Switching Costs

I wonder if having a high switching cost is the evil twin of the freemium customer acquisition model.  It’s alter ego.  If you can’t get one, you have to have the other.  If you have both, look out…you’ve got iTunes.

Five years ago when I started this blog I went through a short (as in an hour or two) selection process to decide what blogging platform I wanted to use.  I didn’t have an explicit selection criteria, but if you’d have asked me I would have said something like:

  • Easy to set up,
  • Lots of features, and
  • Moderately priced.

I looked around and ultimately decided to use TypePad by Six Apart.  Well, after a couple of years and 150+ blog posts, it became clear I had made the wrong choice.  TypePad just wasn’t going to cut it and I should have picked WordPress.  Over the next couple of years I looked into switching to WordPress but every time I looked into it, the time and other downsides caused me to stay…until last month.

Last month, I said F-it and decided to switch to WordPress no matter what the cost.  After 50+ man hours, calling in lots of favors, losing 1,000+ RSS readers, breaking all the photo links (i.e. no Google image search traffic), being down for 5 days and an amazing frustrating process I got the blog moved over.

The process was so amazingly tedious and unnecessarily complex that it occurred to me that this difficulty, this switching cost, was not accidental, but that it was a conscious part of the respective companies’ business models.  This got me wondering…is this common for many companies?

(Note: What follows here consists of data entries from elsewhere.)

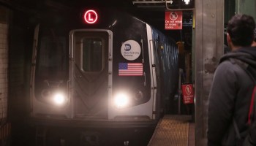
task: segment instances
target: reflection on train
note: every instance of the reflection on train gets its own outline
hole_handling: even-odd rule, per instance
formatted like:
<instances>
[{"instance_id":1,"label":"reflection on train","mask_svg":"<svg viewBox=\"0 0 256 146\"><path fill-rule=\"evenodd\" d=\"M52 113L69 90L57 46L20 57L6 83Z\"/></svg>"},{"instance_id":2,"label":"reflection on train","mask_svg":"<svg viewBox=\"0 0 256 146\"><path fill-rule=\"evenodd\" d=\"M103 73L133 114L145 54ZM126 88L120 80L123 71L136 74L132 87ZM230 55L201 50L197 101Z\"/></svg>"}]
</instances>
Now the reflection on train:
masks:
<instances>
[{"instance_id":1,"label":"reflection on train","mask_svg":"<svg viewBox=\"0 0 256 146\"><path fill-rule=\"evenodd\" d=\"M77 145L100 145L102 129L154 129L176 93L176 43L129 15L48 12L34 40L31 115L37 145L48 142L54 128L63 135L48 145L75 145L68 142L70 131Z\"/></svg>"}]
</instances>

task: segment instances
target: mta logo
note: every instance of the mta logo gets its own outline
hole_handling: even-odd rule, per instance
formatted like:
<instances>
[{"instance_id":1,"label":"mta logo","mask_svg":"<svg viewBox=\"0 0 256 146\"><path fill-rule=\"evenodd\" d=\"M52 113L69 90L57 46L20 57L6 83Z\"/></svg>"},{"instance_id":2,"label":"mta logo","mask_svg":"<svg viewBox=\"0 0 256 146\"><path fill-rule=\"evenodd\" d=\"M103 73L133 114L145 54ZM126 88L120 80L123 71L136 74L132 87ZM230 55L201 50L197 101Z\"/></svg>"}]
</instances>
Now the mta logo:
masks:
<instances>
[{"instance_id":1,"label":"mta logo","mask_svg":"<svg viewBox=\"0 0 256 146\"><path fill-rule=\"evenodd\" d=\"M125 51L129 51L129 50L131 50L131 49L132 49L131 45L129 45L129 44L124 45L124 50Z\"/></svg>"}]
</instances>

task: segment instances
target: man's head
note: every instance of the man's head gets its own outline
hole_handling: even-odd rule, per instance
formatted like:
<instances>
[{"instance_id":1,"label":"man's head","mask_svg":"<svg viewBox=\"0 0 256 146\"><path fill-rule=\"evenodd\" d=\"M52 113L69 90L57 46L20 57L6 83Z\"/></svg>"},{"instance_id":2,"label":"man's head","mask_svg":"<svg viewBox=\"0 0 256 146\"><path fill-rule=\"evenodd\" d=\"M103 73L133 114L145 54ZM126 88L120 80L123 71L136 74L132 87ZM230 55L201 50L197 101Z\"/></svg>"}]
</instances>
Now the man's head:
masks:
<instances>
[{"instance_id":1,"label":"man's head","mask_svg":"<svg viewBox=\"0 0 256 146\"><path fill-rule=\"evenodd\" d=\"M227 23L227 43L232 50L251 46L254 39L255 22L247 15L236 15Z\"/></svg>"}]
</instances>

  • TypePad.  I had to start here, but I promise to be short.  One great example of how TypePad created switching costs is how they deal with photos.  There is no “export” feature for photos and over the last 5 years, TypePad has twice changed how they handle them.  The last change (3 years ago) was to place the image files in a subdirectory named /.a/ followed by a random 20 character alphanumeric file name (without a file type extension like .jpg or .png).  This last one is pretty insidious in that even if you can create a subdirectory /.a/ (which WordPress can’t handle) then you have to go manually through all of the pictures and put on the appropriate file type extension.  The long an short of it is that it takes a bunch of time and tools well explained in this howto.
  • Network Solutions.  Network Solutions is the original registrar that started with a monopoly back in the 1970s and grew to hundreds of millions in revenue.  In the late 1990s their monopoly went away and in came the new players (GoDaddy, eNom, etc.) who where charging a lot less.  Even today Network Solutions charges $39.99 per year to register a domain while GoDaddy and others charge as little as $9.99.  Why?  Switching costs.  The process for switching from one registrar to another is complicated (a minimum of 4 steps) that involves the participation of both the winning and losing registrar.  According to ICANN, the losing registrar can “embargo” the domain for 5-7 days and the customer support folks at Network Solutions said they do this even though they don’t need to.  The bottom line is that switching registrars means you lose your web and email for the entire company for hours or even days.  And for what?  Network Solutions charges $40 per year and you can save $30?

Many “modern” businesses like 37signals and Disqus eschew the high switching cost idea (and in both of those cases provide very usable tools to ensure a low switching cost).  But perhaps that is a reflection of being young and not having strong competitors.  Maybe they’re afraid to be that self-interested. But then, I doubt Network Solutions and Six Apart set apart to lock in their customers using trickery, but the pressure must have been strong from their investors and others…sheer survival was probably at stake.